Pour commencer, l’action contre le changement climatique a, par nature, un caractère global, là où la lutte contre le virus présente un caractère plus localisé. Brûler une tonne de carbone produit exactement le même effet sur la température de la planète, quel que soit l’endroit où elle est brûlée. C’est d’ailleurs pourquoi la lutte contre le changement climatique réclame des accords mondiaux. Malgré les interactions internationales, on ne peut pas dire la même chose de la lutte contre l’épidémie: la prudence individuelle protège les proches plus que les voisins, les voisins plus que les habitants de la même ville, et les concitoyens plus que les étrangers. 

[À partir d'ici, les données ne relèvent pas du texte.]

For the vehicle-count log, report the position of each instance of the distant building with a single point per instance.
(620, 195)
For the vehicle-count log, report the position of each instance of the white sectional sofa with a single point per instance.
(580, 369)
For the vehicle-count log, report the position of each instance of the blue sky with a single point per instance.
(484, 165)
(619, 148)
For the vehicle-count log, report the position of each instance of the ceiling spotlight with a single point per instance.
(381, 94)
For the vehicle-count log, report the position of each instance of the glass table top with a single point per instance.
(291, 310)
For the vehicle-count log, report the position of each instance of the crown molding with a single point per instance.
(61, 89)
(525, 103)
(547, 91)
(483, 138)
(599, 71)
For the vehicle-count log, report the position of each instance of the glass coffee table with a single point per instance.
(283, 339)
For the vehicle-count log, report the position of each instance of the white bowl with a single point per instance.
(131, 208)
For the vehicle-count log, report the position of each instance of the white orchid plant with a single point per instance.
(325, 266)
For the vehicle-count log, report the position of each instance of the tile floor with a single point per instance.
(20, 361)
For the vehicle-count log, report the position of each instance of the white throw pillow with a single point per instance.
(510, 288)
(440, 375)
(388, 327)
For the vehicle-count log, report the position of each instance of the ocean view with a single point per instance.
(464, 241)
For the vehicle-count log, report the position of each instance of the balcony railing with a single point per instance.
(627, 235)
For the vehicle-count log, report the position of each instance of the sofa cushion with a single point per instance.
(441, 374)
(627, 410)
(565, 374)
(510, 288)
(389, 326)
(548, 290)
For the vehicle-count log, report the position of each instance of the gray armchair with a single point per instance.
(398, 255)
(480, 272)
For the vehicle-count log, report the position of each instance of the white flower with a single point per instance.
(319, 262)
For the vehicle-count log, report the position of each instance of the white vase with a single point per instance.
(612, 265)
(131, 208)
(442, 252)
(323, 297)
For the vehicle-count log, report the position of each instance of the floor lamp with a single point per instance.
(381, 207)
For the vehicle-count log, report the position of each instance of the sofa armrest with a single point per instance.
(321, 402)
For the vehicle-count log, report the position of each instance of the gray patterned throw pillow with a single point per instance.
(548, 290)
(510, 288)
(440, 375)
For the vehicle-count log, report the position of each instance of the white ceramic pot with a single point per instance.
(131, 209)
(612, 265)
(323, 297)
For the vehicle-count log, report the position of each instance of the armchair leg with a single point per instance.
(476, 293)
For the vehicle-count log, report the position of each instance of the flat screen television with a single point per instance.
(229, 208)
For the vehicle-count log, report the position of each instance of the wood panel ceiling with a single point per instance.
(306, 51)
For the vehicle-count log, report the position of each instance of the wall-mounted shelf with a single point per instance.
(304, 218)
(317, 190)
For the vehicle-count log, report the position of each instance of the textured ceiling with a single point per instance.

Préservation du climat et préservation de la santé mettent en jeu des impulsions fondamentalement différentes. La première implique que nous nous comportions comme des citoyens du monde responsables, l’autre nous ramène à nos racines locales et au bouclier (souvent imaginaire) qu’offrent nos frontières nationales. Aujourd’hui, 84% des Français défendent l’idée qu’il faut fermer nos frontières aux étrangers. Il n’y a aucune certitude qu’à l’issue de l’épreuve que nous vivons, les peuples se montreront plus enclins à changer leur comportement pour le bien de l’humanité ou des futures générations. Voilà la première source de tension. 

La deuxième tension est économique. Elle sera vive. Quand le confinement prendra fin, les politiques publiques mettront l’accent sur la relance de la croissance et des emplois après le pire effondrement économique en temps de paix depuis la Grande Peste du XIVe siècle. La priorité absolue de tous les gouvernements sera, de manière compréhensible, de s’assurer que toutes les entreprises qui pourront reprendre leur activité se relèveront effectivement, de manière à ce que la crise laisse le moins de cicatrices possible. 

N’en déplaise à ceux qui voudraient faible table rase de l’économie d’hier, cette priorité est difficilement discutable. Dans l’urgence, les garanties de crédit et le maintien du revenu des travailleurs en chômage partiel ne peuvent être que générales, plutôt que conditionnés à des engagements à changer de comportement. Et comme les avions sont cloués au sol et que leurs passagers ont disparu, aucun gouvernement ne souhaite conditionner son soutien aux compagnies aériennes à de futurs changements de stratégie. Pour le moment, c’est l’heure des pompiers, pas des architectes. 

Une nouvelle tension apparaîtra quand nous réaliserons
à quel point nous aurons été appauvris par la crise.

Le bon moment pour infléchir le cours du développement économique viendra un peu plus tard, quand l’investissement repartira et quand l’horizon s’allongera. Sans doute les entreprises seront-elles alors disposées à entendre la voix de ceux qui les auront aidées à survivre. Mais une troisième tension apparaîtra quand nous réaliserons à quel point nous aurons été appauvris par la crise. Beaucoup d’entreprises auront fait faillite et beaucoup de salariés auront perdu leur travail. Il faudra consacrer des ressources supplémentaires au renforcement des systèmes de santé et des industries de la santé, aux dépens de la consommation courante. Et la dette publique – c’est-à-dire de futurs impôts ou une future inflation – se sera accrue de 20 à 30 points de PIB. Des ménages appauvris seront plus réticents encore à supporter les coûts induits par la mise au rebut du capital brun incorporé dans leurs systèmes de chauffage, leurs voitures ou les équipements nécessaires à la production de leur consommation, et son remplacement par du capital vert mais coûteux. Cela signifiera en effet que davantage encore d’emplois seront en cause et que le revenu disponible pour la consommation courante sera encore diminué. La contradiction entre ceux qui s’inquiètent de la fin du mois et ceux qui se soucient de la fin du monde ne pourra que s’intensifier. 

Les avocats de la transition verte ont raison: une fois qu’on aura paré aux dommages immédiats, il faudra prendre appui sur une conscience collective aiguisée pour ne pas manquer l’opportunité d’une transformation de nos économies et d’un changement de nos modes de vie. Mais ils ne doivent ni cacher l’ampleur des obstacles qui s’y opposeront, ni prétendre qu’un tour de passe-passe économique permettra de les contourner. Et ils ne doivent pas occulter les arbitrages qu’il faudra rendre. Si l’on veut avoir une chance de réussir, il faut commencer par reconnaître l’ampleur du défi que nous allons devoir affronter.